Last Updated on February 12, 2024 by DALA Guest Author
Almost every person arrested for alcohol-related DUI will be charged with both offenses provided under the two subsections of Vehicle Code section 23152, that is, with “driving under the influence” and the separate crime of “driving with a blood alcohol concentration (BAC) of .08% or higher.” However, while a driver can be convicted of both offenses provided under section 23152, in most circumstancess, the driver may only be sentenced for one. (This is unlike the situation when other DUI-related crimes are charged, which may well result in additional penalties unless they are “lesser included offenses.”). Why, then, are DUI defendants commonly “double charged” under section 23152? The answers are many.

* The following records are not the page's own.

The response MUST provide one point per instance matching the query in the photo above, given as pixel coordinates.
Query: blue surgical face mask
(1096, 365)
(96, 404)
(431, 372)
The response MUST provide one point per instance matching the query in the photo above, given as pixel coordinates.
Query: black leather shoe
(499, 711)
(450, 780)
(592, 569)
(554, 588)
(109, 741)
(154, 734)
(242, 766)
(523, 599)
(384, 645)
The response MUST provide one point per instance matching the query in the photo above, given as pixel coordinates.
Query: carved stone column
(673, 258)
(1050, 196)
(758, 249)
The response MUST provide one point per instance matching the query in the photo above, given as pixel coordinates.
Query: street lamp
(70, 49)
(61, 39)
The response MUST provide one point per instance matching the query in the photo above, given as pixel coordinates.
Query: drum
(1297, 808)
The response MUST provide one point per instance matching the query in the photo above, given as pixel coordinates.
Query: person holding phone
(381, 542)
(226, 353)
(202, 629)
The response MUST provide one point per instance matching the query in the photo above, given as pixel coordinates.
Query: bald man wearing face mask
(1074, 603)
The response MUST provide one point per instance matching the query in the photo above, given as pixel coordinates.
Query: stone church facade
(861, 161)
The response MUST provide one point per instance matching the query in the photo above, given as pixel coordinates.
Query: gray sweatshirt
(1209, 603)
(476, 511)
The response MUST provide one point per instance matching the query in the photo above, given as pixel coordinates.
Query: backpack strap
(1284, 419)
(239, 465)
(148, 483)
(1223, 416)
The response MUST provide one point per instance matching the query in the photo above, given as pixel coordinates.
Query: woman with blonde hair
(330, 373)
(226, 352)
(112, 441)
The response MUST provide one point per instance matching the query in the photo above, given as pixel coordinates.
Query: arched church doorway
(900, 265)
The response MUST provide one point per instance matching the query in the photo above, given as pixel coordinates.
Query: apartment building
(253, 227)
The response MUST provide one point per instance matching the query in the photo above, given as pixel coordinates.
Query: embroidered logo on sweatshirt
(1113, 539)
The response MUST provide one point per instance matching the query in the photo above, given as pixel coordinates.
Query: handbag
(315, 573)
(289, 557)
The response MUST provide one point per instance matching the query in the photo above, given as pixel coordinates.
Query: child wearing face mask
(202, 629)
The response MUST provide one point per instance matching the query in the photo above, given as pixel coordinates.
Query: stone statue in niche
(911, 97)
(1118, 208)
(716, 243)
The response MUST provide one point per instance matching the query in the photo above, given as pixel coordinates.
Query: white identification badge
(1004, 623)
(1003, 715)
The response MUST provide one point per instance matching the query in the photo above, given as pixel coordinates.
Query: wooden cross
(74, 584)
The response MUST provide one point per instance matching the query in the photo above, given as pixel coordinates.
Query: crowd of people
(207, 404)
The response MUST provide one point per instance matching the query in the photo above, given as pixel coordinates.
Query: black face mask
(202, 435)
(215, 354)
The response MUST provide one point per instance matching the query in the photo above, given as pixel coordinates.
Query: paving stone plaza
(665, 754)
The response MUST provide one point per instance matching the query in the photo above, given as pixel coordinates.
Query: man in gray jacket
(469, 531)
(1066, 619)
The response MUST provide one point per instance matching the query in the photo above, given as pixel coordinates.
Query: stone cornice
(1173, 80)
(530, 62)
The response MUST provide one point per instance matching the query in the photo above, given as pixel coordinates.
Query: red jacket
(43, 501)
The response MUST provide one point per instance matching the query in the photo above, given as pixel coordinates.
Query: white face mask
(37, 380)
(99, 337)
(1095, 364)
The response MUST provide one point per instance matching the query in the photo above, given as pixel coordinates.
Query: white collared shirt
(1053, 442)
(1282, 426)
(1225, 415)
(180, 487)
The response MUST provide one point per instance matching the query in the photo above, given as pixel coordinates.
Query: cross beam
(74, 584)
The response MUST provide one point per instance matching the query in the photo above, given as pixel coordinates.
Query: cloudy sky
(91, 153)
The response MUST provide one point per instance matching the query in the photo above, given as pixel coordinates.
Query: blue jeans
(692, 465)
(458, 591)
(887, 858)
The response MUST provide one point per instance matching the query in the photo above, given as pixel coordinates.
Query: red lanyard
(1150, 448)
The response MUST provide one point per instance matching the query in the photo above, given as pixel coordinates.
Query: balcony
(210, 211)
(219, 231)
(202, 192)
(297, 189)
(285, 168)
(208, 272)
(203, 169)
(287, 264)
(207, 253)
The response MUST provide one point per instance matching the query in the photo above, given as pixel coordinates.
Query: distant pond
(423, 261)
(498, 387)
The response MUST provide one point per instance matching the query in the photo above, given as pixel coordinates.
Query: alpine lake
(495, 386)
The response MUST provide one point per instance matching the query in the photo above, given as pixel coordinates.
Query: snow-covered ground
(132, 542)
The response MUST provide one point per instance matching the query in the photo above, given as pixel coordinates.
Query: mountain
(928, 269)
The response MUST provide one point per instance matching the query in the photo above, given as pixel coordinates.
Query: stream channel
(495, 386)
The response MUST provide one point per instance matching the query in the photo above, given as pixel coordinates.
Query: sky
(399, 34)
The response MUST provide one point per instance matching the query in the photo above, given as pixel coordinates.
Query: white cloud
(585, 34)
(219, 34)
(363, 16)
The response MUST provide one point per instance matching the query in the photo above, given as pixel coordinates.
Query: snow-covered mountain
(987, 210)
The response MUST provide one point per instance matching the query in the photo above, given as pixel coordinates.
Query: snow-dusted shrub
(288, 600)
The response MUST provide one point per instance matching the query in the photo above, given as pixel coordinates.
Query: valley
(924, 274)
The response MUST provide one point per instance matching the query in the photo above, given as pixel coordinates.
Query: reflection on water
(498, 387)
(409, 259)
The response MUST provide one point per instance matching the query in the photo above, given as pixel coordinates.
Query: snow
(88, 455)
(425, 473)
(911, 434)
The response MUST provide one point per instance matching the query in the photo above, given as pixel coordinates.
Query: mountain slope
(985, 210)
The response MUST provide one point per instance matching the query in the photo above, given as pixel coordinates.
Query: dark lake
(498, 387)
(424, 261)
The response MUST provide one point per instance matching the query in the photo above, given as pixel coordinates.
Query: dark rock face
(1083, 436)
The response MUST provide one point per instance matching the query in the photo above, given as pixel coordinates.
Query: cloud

Because each charge involves separate and different elements, they are considered legally separate offenses, and therefore, charging both does not violate the double jeopardy rule, even though they are based on the same occurence of drunk driving. So, if prosecutors think they might be able to prove that the defendant violated both provisions, they are free to charge both.
DUI drivers can easily commit both offenses at the same time. If the driver was very intoxicated, it’s logical that the intoxication both produced a BAC of greater than .08% and substantially impaired the ability to drive. By charging both violations separately, when conviction on either is sufficient to trigger the same penalties, the prosecutors makes the case against the driver appear stronger than if just one violation were charged. By overcharging the defendant, prosecutors believe they gain the upper hand in plea bargaining.
Similarly, prosecutors charge both offences as a safety measure. If a defense attorney creates reasonable doubt or renders evidence inadmissible as to one charge because of some technical defect in the prosecution’s case, the prosecutor hopes to rely on the other charge to support a conviction. For example, if a defense attorney shows that the blood sample was tainted – effectively killing the per se .08% charge – the prosecutor can still rely on the field sobriety tests, testimony of the arresting officer and any other evidence to show impairment.
Of course, good defense attorneys will attempt to overcome all charges, taking advantage of technical and other defects in the evidence, making the case that the evidence is insufficient for conviction.